The game world is broken up into levels, each one having a door that the player must reach to progress the story. At their core, each level employs a combination of introducing a new mechanic, utilizing existing mechanics, and advancing the narrative. While levels usually require some kind of puzzle to be solved to reach the goal, no explicit requirements are stated or necessary. This forced exploration is what highlights the embedded and enacted narratives that the player discovers and creates on their journey.

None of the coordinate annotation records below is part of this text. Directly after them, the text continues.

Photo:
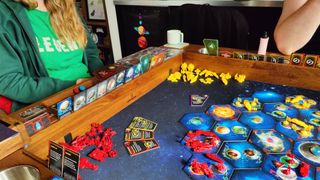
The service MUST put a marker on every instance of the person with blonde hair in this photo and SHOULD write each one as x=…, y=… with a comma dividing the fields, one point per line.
x=44, y=48
x=298, y=22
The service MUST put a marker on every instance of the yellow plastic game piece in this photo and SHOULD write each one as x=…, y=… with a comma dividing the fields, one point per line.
x=202, y=80
x=228, y=76
x=203, y=72
x=177, y=75
x=215, y=75
x=190, y=67
x=304, y=133
x=224, y=80
x=240, y=78
x=184, y=77
x=184, y=66
x=197, y=71
x=193, y=80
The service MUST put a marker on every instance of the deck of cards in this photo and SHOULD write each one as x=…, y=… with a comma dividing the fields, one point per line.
x=139, y=136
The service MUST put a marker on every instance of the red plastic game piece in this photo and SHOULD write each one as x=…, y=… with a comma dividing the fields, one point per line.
x=201, y=146
x=286, y=171
x=304, y=169
x=214, y=158
x=98, y=155
x=199, y=167
x=85, y=163
x=277, y=164
x=76, y=90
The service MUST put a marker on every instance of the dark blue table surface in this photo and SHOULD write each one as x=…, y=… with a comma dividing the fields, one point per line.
x=166, y=104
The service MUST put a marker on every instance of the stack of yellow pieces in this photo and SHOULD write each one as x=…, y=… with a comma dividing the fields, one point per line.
x=188, y=73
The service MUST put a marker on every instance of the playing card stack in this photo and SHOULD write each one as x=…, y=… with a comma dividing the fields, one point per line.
x=139, y=136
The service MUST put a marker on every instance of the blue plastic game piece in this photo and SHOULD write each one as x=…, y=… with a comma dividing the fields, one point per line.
x=280, y=110
x=241, y=154
x=269, y=166
x=270, y=141
x=223, y=112
x=231, y=130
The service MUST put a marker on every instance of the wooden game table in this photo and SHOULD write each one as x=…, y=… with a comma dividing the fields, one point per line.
x=104, y=108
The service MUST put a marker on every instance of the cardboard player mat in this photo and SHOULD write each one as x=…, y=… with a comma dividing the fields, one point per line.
x=139, y=147
x=142, y=124
x=137, y=135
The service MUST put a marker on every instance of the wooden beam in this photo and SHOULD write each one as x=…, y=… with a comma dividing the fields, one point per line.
x=100, y=110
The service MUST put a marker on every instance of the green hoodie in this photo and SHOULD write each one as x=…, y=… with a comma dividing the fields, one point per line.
x=23, y=76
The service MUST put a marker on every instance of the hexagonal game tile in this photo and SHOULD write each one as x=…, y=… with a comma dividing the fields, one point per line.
x=221, y=170
x=309, y=151
x=197, y=121
x=257, y=120
x=294, y=129
x=231, y=130
x=270, y=141
x=311, y=116
x=279, y=110
x=223, y=112
x=246, y=104
x=301, y=102
x=241, y=154
x=277, y=164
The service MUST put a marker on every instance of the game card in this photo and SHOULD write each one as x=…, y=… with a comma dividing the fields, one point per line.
x=102, y=88
x=111, y=83
x=138, y=147
x=138, y=135
x=198, y=100
x=120, y=78
x=92, y=94
x=142, y=124
x=55, y=163
x=212, y=46
x=79, y=100
x=63, y=107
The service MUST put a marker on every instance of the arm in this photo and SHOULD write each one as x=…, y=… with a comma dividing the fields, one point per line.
x=297, y=24
x=15, y=84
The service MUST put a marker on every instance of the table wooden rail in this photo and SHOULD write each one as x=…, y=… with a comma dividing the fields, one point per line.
x=102, y=109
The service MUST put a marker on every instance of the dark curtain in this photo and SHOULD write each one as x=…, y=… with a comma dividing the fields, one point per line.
x=197, y=22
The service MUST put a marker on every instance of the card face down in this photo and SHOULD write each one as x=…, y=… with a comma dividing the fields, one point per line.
x=138, y=135
x=138, y=147
x=142, y=124
x=212, y=46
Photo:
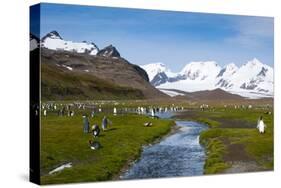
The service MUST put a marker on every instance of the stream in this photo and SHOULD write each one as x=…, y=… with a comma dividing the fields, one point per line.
x=179, y=154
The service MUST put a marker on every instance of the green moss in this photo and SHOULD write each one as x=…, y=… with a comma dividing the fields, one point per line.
x=63, y=141
x=259, y=147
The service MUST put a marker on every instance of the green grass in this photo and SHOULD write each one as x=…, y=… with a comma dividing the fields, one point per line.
x=63, y=140
x=259, y=147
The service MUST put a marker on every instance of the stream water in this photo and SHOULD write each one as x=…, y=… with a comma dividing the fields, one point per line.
x=179, y=154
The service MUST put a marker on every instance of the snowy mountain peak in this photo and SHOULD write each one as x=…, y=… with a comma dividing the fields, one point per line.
x=153, y=69
x=200, y=70
x=54, y=41
x=254, y=63
x=52, y=35
x=109, y=51
x=231, y=67
x=253, y=79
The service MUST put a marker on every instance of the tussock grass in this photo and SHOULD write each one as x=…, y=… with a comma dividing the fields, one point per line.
x=63, y=140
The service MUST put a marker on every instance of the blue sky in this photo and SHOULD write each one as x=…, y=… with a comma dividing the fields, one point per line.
x=174, y=38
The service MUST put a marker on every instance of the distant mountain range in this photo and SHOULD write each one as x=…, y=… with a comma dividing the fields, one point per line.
x=252, y=80
x=94, y=68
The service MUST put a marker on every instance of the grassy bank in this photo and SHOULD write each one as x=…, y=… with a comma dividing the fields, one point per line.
x=62, y=141
x=232, y=137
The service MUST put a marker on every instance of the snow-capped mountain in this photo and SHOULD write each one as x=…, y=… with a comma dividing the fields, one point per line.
x=54, y=41
x=253, y=79
x=109, y=51
x=158, y=73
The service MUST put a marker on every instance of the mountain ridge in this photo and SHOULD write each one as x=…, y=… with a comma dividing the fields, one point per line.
x=252, y=79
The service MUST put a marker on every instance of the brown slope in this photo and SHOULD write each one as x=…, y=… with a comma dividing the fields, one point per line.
x=113, y=70
x=216, y=94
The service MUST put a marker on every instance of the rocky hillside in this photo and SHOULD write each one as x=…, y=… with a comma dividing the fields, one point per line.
x=72, y=70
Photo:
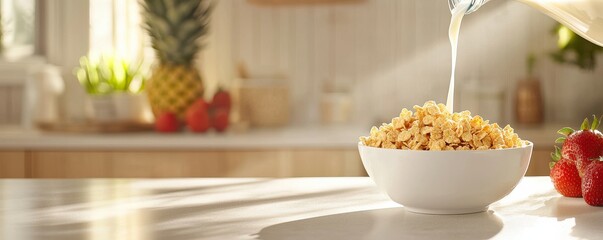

As players navigate through a level without any initial direction, they are naturally drawn to the various structures and landmarks scattered throughout the world by curiosity. Doing this, they begin to piece together that these remains belong to a now-gone civilization, building their own narrative from their perceived surroundings. Players quickly realize that their path to the door is often distant or obstructed, which requires them to continue following their intuition to discover the goal. The levels are not just a pretty backdrop, however. Each level contains a carefully designed puzzle, ranging from rebuilding a fallen bridge to scaling a snowy mountain, that challenges the players’ preexisting notions of the world. Players must learn to use their abilities to activate strips of cloth and use their energy to fly to new areas. At the end of each level, the player is shown a cutscene depicting the actions of the fallen civilization you are now traversing. The puzzles and cutscenes tell embedded stories of their own, while also leading the player to compare their own idea of the story to the one being presented to them.
Players also begin to discover new mechanics and how they can use their abilities to aid in their exploration from the start. Through experimentation, they may discover that a swarm of cloth can replenish their own scarves’ energy, or that their chirp may activate a mural revealing a piece of the world’s history. Crucially, the player also quickly learns that interacting with runes can increase their scarves’ length, improving their movement ability. While these features are made to be easily accessible in the game’s first level to familiarize players with them, they are never forced onto the player. All discovery of the world is up to the player, whether this entails focusing only on the main story or taking the time to search for runes or murals on the outskirts of the map. This gives full agency to the player, letting them advance the narrative as they see fit.
Overall, Journey did an amazing job of using its environment and its features to build and expand its narrative. The upgrades and pieces of lore scattered throughout the game gave purpose and meaning to the player’s freedom to explore the environment. I thoroughly enjoyed its mysterious nature, and I plan on replaying it in the future.